A federal grand jury in the Southern District of Indiana returned a 28-count indictment on May 22, 2026, charging 12 individuals alleged to be members of a racketeering enterprise operating in Indianapolis under the name "Crown Hill Enterprise" [1]. The charges encompass murder, kidnapping, assault, arson, drug trafficking, and illegal firearms offenses, all alleged as predicate acts of a broader racketeering conspiracy [1].
The indictment invokes the Racketeer Influenced and Corrupt Organizations Act, 18 U.S.C. § 1962, which requires prosecutors to establish that defendants participated in or conducted the affairs of an enterprise through a pattern of racketeering activity. Federal RICO charges carry a maximum penalty of 20 years per count, with murder-predicate counts potentially elevating exposure further under applicable sentencing enhancements. The Crown Hill Enterprise takes its name from a geographic area on the northwest side of Indianapolis, and prosecutors allege the organization operated as a structured criminal enterprise rather than a loose association of individuals [1].

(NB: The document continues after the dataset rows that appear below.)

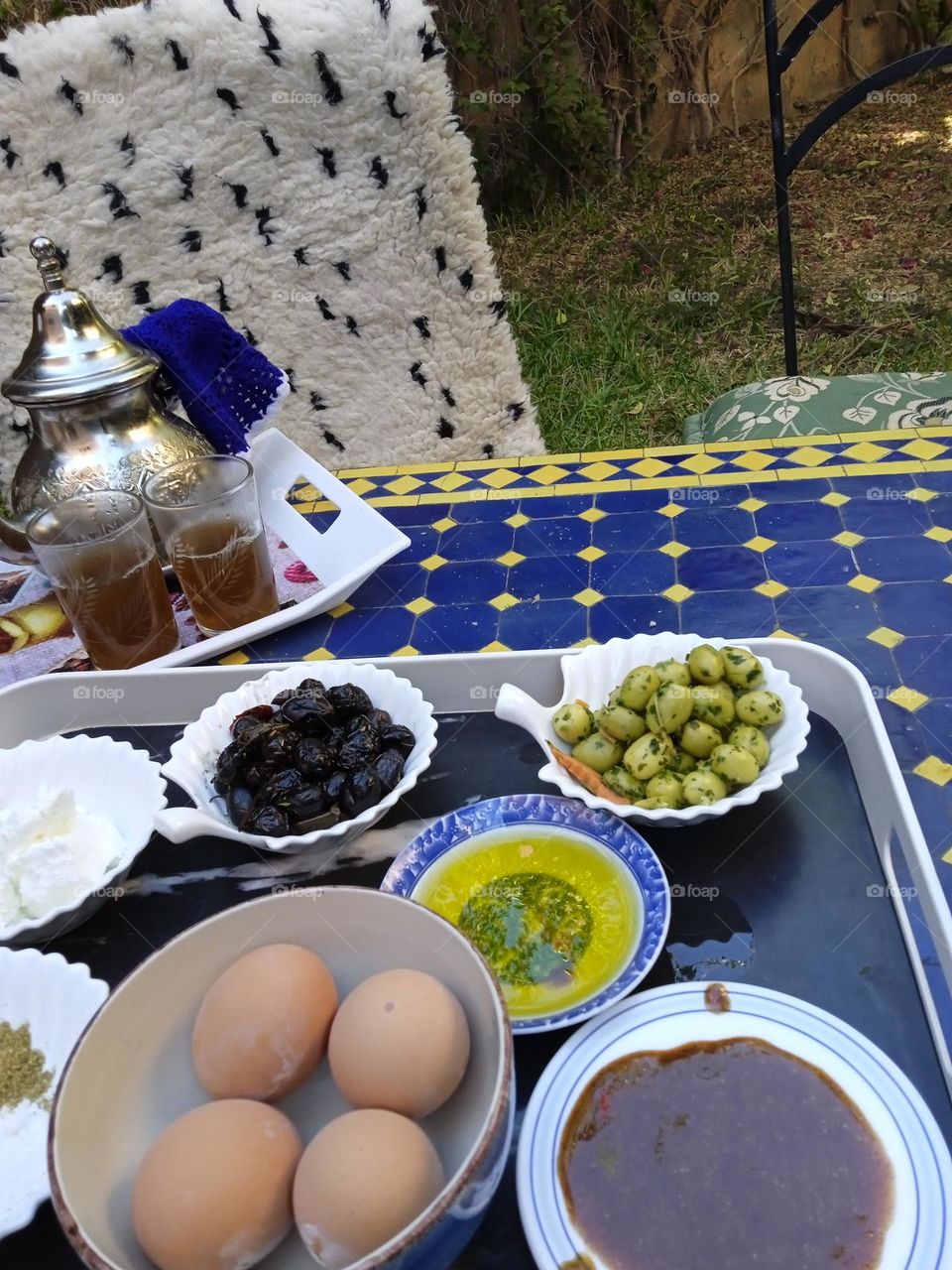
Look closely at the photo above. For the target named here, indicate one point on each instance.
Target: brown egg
(263, 1025)
(365, 1178)
(400, 1042)
(213, 1192)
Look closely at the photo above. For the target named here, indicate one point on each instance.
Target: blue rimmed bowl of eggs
(322, 1076)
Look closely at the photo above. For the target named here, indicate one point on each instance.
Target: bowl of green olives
(666, 729)
(291, 762)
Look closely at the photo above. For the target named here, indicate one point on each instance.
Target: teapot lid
(72, 352)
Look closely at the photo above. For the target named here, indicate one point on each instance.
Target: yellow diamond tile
(887, 636)
(403, 484)
(865, 452)
(920, 448)
(419, 606)
(753, 461)
(598, 471)
(451, 481)
(499, 479)
(503, 601)
(701, 463)
(651, 467)
(934, 770)
(547, 475)
(678, 593)
(588, 597)
(847, 539)
(865, 583)
(511, 558)
(909, 698)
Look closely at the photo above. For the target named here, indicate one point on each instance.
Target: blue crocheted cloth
(225, 385)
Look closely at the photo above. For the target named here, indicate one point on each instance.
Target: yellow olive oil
(556, 915)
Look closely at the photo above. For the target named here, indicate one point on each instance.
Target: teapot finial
(48, 255)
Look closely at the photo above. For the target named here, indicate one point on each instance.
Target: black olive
(270, 821)
(397, 737)
(389, 769)
(241, 803)
(361, 790)
(349, 699)
(315, 758)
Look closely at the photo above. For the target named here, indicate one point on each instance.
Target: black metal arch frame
(787, 158)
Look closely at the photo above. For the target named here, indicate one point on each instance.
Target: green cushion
(803, 405)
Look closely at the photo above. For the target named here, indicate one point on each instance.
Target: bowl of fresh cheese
(76, 813)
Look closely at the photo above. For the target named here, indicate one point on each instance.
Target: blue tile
(631, 531)
(633, 615)
(563, 535)
(470, 583)
(721, 570)
(797, 522)
(705, 527)
(484, 540)
(810, 564)
(643, 572)
(915, 607)
(549, 624)
(547, 578)
(904, 559)
(454, 629)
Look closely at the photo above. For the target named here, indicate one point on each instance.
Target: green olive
(673, 672)
(742, 670)
(699, 738)
(735, 765)
(714, 703)
(673, 705)
(706, 665)
(666, 786)
(572, 722)
(621, 781)
(649, 754)
(638, 688)
(622, 724)
(753, 740)
(702, 788)
(598, 752)
(762, 708)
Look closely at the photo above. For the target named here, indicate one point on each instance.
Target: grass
(615, 361)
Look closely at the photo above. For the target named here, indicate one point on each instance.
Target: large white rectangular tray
(832, 686)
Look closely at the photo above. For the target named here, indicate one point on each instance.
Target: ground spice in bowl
(23, 1071)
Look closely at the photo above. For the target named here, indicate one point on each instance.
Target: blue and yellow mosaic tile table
(844, 541)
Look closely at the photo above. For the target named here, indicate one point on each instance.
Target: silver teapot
(95, 422)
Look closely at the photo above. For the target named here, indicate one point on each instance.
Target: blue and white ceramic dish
(638, 866)
(919, 1236)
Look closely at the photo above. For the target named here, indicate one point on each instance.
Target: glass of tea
(207, 515)
(99, 554)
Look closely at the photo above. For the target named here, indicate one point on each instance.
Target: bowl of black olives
(293, 761)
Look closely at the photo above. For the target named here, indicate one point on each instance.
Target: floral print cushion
(802, 405)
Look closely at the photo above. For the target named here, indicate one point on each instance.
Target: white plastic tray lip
(468, 684)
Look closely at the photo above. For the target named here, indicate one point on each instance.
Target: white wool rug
(294, 163)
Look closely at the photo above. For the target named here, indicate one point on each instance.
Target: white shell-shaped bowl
(193, 757)
(108, 778)
(58, 1000)
(589, 676)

The case was brought by the U.S. Attorney's Office for the Southern District of Indiana, working in conjunction with the Department of Justice [1]. Federal prosecution of locally rooted violent enterprises under RICO is a strategy the DOJ has deployed with increasing frequency in Midwest cities where state-level prosecutions have faced witness-cooperation or jurisdictional constraints. By charging a RICO conspiracy, prosecutors can aggregate conduct across multiple defendants and time periods into a single, unified theory of enterprise liability, which simplifies the evidentiary burden at trial compared to standalone state charges.
With the indictment returned, the next procedural steps will be arraignments for each of the 12 defendants, followed by detention hearings in federal court. Given the violence alleged, including murder predicates, the government is expected to seek pretrial detention for all defendants under 18 U.S.C. § 3142(f). Defense counsel will likely contest the sufficiency of enterprise allegations at the motion-to-dismiss stage, challenging whether the government can establish the requisite structure and continuity required under RICO doctrine. Trial, if the case proceeds without plea resolutions, would be among the larger federal criminal proceedings in the Southern District of Indiana in recent years [1].